LiteraLivre Vl. 3 - nº 16 – Jul./Ago. de 2019
Prata da Casa
Roman Lopes
São Paulo/SP
O fluxo do vermelho interrompido, transformando transeuntes incógnitos
em espectadores possíveis… Nessa breve pausa em que o tempo parece dar um
descanso aos viventes, aparece o bailarino de prata, que cresce até alturas
inimagináveis, para que todas as pessoas que habitam as pequenas cápsulas de
cortar espaços possam apreciar sua dança de fogo… Fogo e prata se misturam,
em uma dança de archotes arriscados, que riscam o ar, soltando fumaça de prata
e cheiro de enxofre… O bailarino, impassível, executa uma coreografia criada pela
dor e pelo abandono… Coreografia social de uma escada inacessível, mas que
continua sendo sonhada… Coreografia entremeada de olhares cabisbaixos e
sorrisos altivos…
Cessa a dança, o fogo se extingue… O bailarino de prata retorna de seu voo
momentâneo para desfilar entre os estreitos corredores perigosos, sob o risco de
duas rodas desatentas ou impacientes… Chapéu preto-prata nas mãos, ele
caminha entre os ocupantes ocasionais daquele espaço e vê, como gotas de
alívio, pingos monetários molharem a face externa de sua cabeça de prata…

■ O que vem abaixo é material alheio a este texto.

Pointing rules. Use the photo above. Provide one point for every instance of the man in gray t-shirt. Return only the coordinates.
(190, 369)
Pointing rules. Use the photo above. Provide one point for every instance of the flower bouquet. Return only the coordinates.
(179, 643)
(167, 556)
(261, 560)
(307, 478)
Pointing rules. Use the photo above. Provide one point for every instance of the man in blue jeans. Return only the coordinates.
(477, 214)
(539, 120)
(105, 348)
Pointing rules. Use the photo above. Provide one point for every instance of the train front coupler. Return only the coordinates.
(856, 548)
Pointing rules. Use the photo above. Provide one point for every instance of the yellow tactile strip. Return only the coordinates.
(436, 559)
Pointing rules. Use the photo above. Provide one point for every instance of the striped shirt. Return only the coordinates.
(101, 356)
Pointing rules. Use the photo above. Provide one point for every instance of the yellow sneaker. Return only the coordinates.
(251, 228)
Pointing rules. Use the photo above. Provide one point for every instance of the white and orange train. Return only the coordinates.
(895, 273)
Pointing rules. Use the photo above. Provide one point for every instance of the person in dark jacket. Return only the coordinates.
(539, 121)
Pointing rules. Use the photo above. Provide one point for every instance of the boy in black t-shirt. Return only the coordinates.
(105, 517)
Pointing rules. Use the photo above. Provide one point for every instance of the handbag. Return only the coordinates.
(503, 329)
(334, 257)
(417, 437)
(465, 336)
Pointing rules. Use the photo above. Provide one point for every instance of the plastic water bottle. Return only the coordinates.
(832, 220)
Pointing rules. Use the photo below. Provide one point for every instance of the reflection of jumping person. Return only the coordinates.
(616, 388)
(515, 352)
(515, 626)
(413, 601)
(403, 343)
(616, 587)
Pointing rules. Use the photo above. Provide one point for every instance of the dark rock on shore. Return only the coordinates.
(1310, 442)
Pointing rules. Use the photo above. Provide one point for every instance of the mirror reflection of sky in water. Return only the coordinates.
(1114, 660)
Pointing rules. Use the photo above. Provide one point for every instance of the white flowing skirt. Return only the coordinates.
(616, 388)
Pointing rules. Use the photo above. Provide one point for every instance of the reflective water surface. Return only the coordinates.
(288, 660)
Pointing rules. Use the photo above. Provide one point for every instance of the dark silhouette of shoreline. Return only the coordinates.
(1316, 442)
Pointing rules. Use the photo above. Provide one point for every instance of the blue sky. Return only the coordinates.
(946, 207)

Algumas prateadas, como sua própria condição… Outras douradas, para lembrar-
lhe que ainda existem conquistas maiores… Mas o desfile é efêmero…
O fluxo é retomado, agora colorido pelo verde da esperança que se vai…
Esperança de mais água, para minimamente aplacar a sede dos que dependem
de sua dança… Como um exímio centroavante, ele dribla as rodas que começam
a carimbar o asfalto, desprezando sua presença em nome do que é considerado
mais importante… O pão de cada dia, a escola da família, o lazer necessário e
merecido, a jornada patrimonial… Tudo de que precisa um cidadão respeitável… O
bailarino de prata é um hiato de exceção aceitável, importante para que todos
possam expiar suas culpas ególatras… Afinal, são apenas parcos segundos de
coexistência forçada… A vida segue e os transeuntes abandonam a plateia…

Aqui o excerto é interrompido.